Before discussing our options, let’s look at what we have just specified and evaluated.
The following code can be used to write a table to a .csv file for use in creating tables for APA style results.
vbls <- c(rBlst_1 = "My university provides a supportive environment for Black students",
Blst_4 = "My university is unresponsive to the needs of Black students",
Blst_6 = "My university is cold and uncaring toward Black students and race-related issues",
Blst_2 = "Anti-Black racism is visible in my campus", Blst_3 = "Negative attitudes toward persons who are Black are openly expressed in my university",
Blst_5 = "Students who are Black are harassed in my university", cEval_8 = "Students felt respected",
cEval_9 = "A sense of community developed among the course participants",
cEval_10 = "The learning environment was inclusive for students with diverse backgrounds and abilities",
cEval_11 = "Elements of universal design were used to increase accessibility",
cEval_l2 = "Course materials were free or no cost to students", cEval_13 = "Where applicable, issues were considered from multiple perspectives",
cEval_14 = "There was a discussion about race ethnicity culture and course content",
cEval_15 = "Course content included topics related to social justice",
cEval_16 = "Students and instructors shared personal pronouns", cEval_17 = "A land acknowledgement was made",
cEval_20 = "Course content included topics related to social justice",
iBIPOC_pr = "Proportion of Instructors who are BIPOC", cmBlack = "Proportion of Classmates who are Black")

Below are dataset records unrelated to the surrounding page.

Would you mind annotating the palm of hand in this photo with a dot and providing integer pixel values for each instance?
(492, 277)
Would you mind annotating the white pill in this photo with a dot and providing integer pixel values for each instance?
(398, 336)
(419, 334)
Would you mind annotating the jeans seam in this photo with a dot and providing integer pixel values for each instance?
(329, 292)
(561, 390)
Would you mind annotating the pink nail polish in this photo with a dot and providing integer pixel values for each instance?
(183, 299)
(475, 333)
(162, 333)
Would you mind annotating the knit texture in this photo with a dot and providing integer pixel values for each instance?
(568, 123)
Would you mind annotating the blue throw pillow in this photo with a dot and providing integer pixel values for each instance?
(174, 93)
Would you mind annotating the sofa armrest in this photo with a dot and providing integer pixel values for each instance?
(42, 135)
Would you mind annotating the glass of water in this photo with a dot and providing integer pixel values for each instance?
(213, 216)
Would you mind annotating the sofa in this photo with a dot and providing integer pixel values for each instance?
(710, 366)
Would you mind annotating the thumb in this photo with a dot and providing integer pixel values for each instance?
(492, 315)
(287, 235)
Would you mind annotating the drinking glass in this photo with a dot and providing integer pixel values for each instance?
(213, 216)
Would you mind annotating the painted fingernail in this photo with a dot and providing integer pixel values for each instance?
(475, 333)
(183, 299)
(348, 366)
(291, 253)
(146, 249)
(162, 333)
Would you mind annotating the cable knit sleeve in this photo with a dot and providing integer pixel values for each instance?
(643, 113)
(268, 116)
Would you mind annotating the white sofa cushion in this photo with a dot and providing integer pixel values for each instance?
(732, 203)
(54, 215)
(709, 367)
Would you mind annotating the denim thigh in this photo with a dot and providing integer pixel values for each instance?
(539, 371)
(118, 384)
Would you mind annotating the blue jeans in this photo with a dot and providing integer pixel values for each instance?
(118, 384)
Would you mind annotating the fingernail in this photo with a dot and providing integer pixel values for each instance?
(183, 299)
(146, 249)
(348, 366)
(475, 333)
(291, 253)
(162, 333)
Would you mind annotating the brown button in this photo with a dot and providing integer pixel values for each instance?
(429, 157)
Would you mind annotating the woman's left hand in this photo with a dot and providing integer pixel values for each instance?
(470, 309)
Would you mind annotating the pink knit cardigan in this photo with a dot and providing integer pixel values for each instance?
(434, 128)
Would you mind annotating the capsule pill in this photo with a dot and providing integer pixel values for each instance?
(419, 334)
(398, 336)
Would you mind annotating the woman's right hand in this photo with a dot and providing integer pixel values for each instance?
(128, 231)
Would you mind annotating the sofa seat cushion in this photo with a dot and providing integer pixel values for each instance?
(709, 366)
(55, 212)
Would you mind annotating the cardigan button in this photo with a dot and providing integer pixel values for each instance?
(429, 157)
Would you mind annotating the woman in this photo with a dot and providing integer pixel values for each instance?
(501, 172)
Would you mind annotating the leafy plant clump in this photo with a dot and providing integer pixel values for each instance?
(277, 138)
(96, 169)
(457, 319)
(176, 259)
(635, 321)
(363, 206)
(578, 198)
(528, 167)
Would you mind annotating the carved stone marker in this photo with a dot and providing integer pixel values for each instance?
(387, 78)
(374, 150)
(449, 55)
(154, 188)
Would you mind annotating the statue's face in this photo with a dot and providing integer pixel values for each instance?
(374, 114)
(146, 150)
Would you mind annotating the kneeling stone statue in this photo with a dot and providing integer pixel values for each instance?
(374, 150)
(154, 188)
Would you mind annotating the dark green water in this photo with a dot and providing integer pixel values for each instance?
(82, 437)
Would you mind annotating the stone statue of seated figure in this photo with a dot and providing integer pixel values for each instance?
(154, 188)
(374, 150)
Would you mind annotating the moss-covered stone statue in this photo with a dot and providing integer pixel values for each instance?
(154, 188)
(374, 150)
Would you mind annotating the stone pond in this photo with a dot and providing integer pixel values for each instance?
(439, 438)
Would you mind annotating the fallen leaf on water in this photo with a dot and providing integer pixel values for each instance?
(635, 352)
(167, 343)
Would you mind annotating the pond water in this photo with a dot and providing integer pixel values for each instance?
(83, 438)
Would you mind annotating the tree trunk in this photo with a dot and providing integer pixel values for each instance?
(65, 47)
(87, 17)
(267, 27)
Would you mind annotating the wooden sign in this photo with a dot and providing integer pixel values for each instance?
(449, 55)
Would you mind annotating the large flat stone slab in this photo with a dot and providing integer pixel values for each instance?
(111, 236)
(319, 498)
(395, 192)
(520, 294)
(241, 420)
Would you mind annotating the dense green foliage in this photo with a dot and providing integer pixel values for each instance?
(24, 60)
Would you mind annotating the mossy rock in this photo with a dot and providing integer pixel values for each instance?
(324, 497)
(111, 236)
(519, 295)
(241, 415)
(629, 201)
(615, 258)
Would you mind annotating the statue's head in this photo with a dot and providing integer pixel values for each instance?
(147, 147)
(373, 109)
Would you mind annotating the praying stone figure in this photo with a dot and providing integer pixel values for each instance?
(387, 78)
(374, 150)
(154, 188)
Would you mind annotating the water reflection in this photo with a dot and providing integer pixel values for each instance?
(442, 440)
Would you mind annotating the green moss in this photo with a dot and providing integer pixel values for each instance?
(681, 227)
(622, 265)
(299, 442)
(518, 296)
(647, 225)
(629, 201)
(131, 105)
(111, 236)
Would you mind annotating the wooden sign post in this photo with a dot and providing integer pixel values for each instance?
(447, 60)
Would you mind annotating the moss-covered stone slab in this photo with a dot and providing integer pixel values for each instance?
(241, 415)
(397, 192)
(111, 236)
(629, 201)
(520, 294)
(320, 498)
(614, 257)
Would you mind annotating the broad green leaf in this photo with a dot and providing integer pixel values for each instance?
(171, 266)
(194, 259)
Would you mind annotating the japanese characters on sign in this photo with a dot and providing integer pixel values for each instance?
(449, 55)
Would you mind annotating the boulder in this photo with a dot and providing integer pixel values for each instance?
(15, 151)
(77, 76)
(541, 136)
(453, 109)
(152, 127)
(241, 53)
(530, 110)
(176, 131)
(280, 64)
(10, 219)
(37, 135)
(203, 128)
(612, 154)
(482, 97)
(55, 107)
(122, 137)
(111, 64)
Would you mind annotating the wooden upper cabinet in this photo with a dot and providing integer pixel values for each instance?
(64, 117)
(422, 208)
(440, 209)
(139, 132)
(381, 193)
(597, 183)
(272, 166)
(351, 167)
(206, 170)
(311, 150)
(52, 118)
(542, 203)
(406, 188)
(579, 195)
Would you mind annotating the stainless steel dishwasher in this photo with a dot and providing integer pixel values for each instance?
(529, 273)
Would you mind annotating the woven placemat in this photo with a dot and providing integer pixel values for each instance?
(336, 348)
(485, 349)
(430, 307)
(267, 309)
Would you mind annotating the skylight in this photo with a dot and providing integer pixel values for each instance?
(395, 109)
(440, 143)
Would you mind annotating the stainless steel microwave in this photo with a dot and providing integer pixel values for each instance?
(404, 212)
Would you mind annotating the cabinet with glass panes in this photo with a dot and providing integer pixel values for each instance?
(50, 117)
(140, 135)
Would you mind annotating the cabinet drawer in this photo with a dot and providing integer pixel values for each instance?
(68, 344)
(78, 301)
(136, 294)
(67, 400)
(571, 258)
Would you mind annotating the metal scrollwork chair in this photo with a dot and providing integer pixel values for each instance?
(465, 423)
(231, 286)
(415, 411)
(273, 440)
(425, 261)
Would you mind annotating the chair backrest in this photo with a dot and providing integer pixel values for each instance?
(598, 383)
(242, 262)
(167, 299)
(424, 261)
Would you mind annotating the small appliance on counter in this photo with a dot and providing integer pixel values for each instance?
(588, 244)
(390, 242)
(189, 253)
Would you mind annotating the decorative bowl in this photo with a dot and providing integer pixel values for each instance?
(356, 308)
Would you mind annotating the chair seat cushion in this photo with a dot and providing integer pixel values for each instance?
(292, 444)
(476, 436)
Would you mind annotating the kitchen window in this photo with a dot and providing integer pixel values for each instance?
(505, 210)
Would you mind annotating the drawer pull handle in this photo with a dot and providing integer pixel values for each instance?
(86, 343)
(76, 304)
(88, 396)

Table <- semTable::semTable(msmt_fit, columnLabels = c(eststars = "Estimate",
se = "SE", p = "p-value"), fits = c("chisq", "df", "pvalue", "cfi",
"rmsea", "rmsea.ci.lower", "rmsea.ci.upper", "srmr", "aic", "bic"),
varLabels = vbls, file = "msmt_fit", type = "csv", print.results = TRUE)
plot_m1 <- semPlot::semPaths(msmt_fit, what = "col", whatLabels = "stand",
sizeMan = 5, node.width = 1, edge.label.cex = 0.75, style = "lisrel",
mar = c(5, 5, 5, 5))
We can further edit the semPlot::semPath object to illustrate how all the latent variables are free to covary.
#IMPORTANT: Must use the node names (take directly from the SemPlot) assigned by SemPlot
#You can change them as the last thing
m1_msmt <- semptools::layout_matrix(sBl = c(1,1),
tBI = c(2,1),
CrE = c(1,2),
Clm = c(2,2))
#m_msmt #can check to see if it is what you thought you did
#tell where you want the indicators to face
m1_point_to <- semptools::layout_matrix (left = c(1,1),
left = c(2,1),
up = c(1,2),
down = c(2,2))
#the next two codes -- indicator_order and indicator_factor are paired together, they specify the order of observed variables for each factor
m1_indicator_order <- c("cmB",
"iBI",
"cE_8","cE_9","cE_10","cE_11","cE_12","cE_13","cE_14","cE_15","cE_2","cE_16","cE_17",
"rB_", "B_4", "B_6", "B_2", "B_3", "B_5")
m1_indicator_factor <- c("sBl",
"tBI",
"CrE","CrE","CrE","CrE","CrE","CrE","CrE","CrE","CrE","CrE","CrE",
"Clm", "Clm", "Clm", "Clm", "Clm", "Clm")
#next set of code pushes the indicator variables away from the factor
m1_indicator_push <- c(sBl = 2.5, #pushing the 1-item indicators only a little way away
tBI = 2.5,
CrE = 2,5, #pushing the multi-item indicators further away)
Clm = 2.5)
m1_indicator_spread <- c(CrE = 2, #spreading the boxes away from each other
Clm = 2)
msmtplot1 <- semptools::set_sem_layout(plot_m1,
indicator_order = m1_indicator_order,
indicator_factor = m1_indicator_factor,
factor_layout = m1_msmt,
factor_point_to = m1_point_to,
indicator_push = m1_indicator_push,
indicator_spread = m1_indicator_spread)
plot(msmtplot1)
#changing node labels
msmtplot1b <- semptools::change_node_label(msmtplot1,
c(sBl = "stntBlack",
tBI = "tchBIPOC",
CrE = "Evals",
Clm = "Climate"),
label.cex = 1.1)
plot(msmtplot1b)
As we can see in the figure, our measurement model has allowed all the latent variables to correlate. Unfortunately, the fit is extremely sub par. In other words: this fit stinks. For this lesson, I will move onto testing a structural model. However, there is hope. Researchers might consider parceling. This is explained more fully in ReCentering Psych Stats: Multivariate Modeling.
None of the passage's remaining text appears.